While there is little clamoring in the Cowboy State to remove Enzi from office – and his seat is currently rated ‘safe’ by all prognosticators – a Cheney bid would certainly provide for drama in the GOP primary.
In fact, if Cheney were to defeat Enzi, she would make history.
A Smart Politics review of Wyoming U.S. Senate elections finds that no Republican incumbent running for reelection in the direct vote era has failed to win their party’s nomination.
To date Wyoming Republican U.S. Senators are 17 for 17 in securing the GOP nomination when running for reelection since the first popular vote contest in the state in 1916.
All but four of these incumbents went on to win the general election including all 11 since 1972.
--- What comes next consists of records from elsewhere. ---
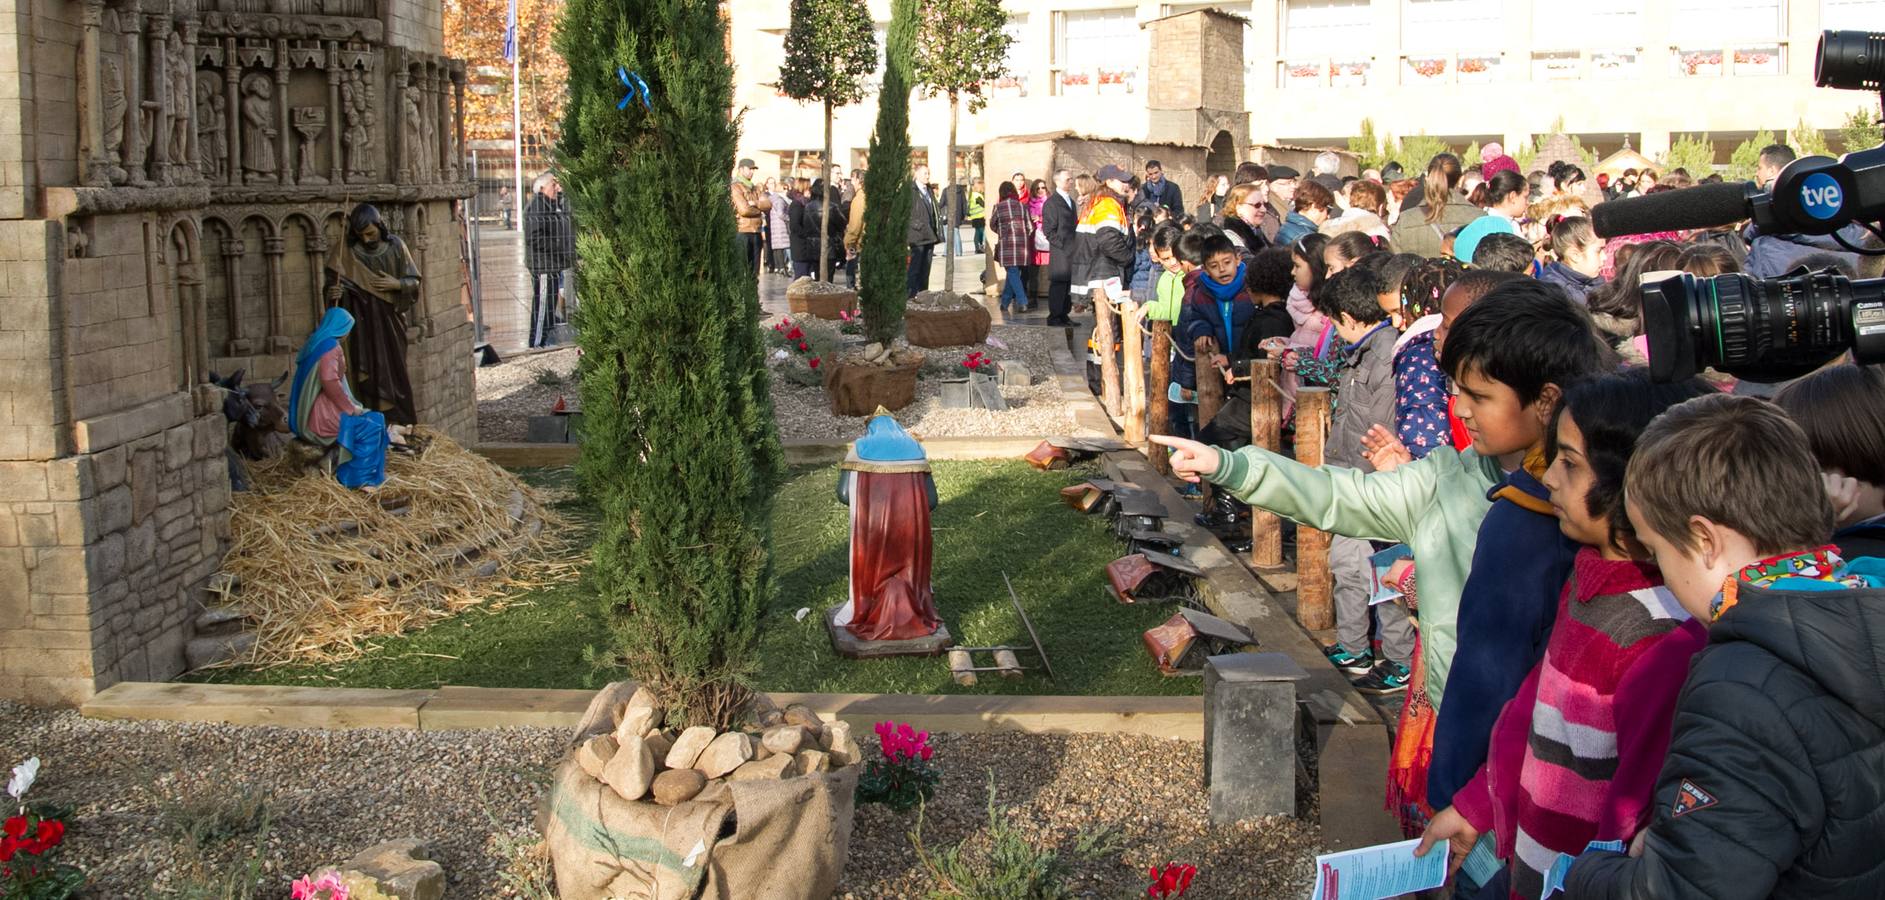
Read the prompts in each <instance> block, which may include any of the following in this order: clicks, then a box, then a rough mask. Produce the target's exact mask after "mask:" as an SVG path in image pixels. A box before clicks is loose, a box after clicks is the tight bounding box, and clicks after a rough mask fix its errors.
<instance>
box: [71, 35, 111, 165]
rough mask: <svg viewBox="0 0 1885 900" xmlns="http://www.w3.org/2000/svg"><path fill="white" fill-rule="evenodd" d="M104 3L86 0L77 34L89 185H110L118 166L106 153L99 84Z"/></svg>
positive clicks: (86, 164)
mask: <svg viewBox="0 0 1885 900" xmlns="http://www.w3.org/2000/svg"><path fill="white" fill-rule="evenodd" d="M104 13H106V4H104V2H102V0H85V6H83V9H81V21H83V26H85V32H83V34H81V36H79V109H81V111H83V121H81V123H79V142H81V151H83V153H81V155H83V157H85V183H87V185H90V187H111V170H113V168H115V166H117V162H113V160H111V158H107V157H106V109H104V102H106V100H104V91H100V87H98V77H100V66H102V64H104V60H100V58H98V42H100V38H98V32H100V28H102V26H104Z"/></svg>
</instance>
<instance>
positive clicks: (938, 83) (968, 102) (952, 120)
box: [916, 0, 1014, 287]
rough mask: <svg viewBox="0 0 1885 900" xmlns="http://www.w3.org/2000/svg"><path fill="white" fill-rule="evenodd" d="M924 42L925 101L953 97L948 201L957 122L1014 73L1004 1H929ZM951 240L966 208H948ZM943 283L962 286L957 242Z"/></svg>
mask: <svg viewBox="0 0 1885 900" xmlns="http://www.w3.org/2000/svg"><path fill="white" fill-rule="evenodd" d="M922 15H924V25H922V40H918V42H916V81H918V83H922V85H924V96H937V94H946V96H948V157H946V158H948V162H946V164H944V170H946V172H944V175H942V196H950V191H952V187H954V185H956V117H958V113H959V109H961V106H963V102H967V106H969V113H971V115H973V113H978V111H980V109H982V108H984V106H988V96H984V94H982V85H984V83H986V85H992V83H995V79H999V77H1001V75H1005V74H1007V72H1008V64H1007V58H1008V43H1012V42H1014V36H1012V34H1008V32H1007V25H1008V13H1007V11H1003V9H1001V0H927V2H926V4H924V11H922ZM948 208H950V215H948V228H950V238H954V236H956V228H959V226H961V204H948ZM942 243H944V245H946V247H948V255H946V257H942V283H944V285H950V287H954V285H956V242H954V240H946V242H942Z"/></svg>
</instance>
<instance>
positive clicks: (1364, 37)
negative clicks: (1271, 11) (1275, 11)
mask: <svg viewBox="0 0 1885 900" xmlns="http://www.w3.org/2000/svg"><path fill="white" fill-rule="evenodd" d="M1282 17H1284V21H1282V28H1280V34H1282V47H1278V57H1282V60H1280V62H1278V81H1276V83H1278V87H1321V85H1335V87H1361V85H1367V83H1369V70H1370V66H1372V57H1369V45H1370V40H1369V36H1370V28H1372V21H1370V17H1369V0H1289V2H1287V4H1284V8H1282ZM1244 47H1246V53H1248V47H1250V42H1248V40H1246V42H1244Z"/></svg>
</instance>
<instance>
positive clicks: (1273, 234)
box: [1259, 166, 1303, 243]
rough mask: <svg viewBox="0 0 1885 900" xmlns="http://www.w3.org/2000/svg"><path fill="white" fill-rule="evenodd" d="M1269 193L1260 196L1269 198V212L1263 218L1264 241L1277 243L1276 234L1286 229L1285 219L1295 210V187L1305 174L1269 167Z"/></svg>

On six occasions, Wyoming GOP U.S. Senators did not seek reelection: Patrick Sullivan in 1930, Edward Crippa in 1954, Milward Simpson in 1966, Clifford Hansen in 1978, Malcolm Wallop in 1994, and Alan Simpson in 1996. (Sullivan had been appointed in 1929).
The remaining 17 incumbents were all successful in finding their way back on the general election ballot:
· Clarence Clark in 1916.
· Francis Warren in 1918.
· Francis Warren in 1924.
· Robert Carey in 1936.
· Edward Robertson in 1948.
· Frank Barrett in 1958.
· Clifford Hansen in 1972.
· Malcolm Wallop in 1982, 1988.
· Alan Simpson in 1984, 1990.
· Craig Thomas in 2000.
· Mike Enzi in 2002.
· Craig Thomas in 2006.
· Mike Enzi in 2008.
· John Barrasso in 2008 (special).
· John Barrasso in 2012.
Credible primary challengers to these Republican incumbents have been few and far between over the years, with just three opponents appearing on the ballot across the last six contests featuring a GOP incumbent since 2000.
A Cheney challenge to Enzi in 2014 is headline news in the Cowboy State – even if it doesn’t significantly improve the chances of the Democratic challenger in this deep red state.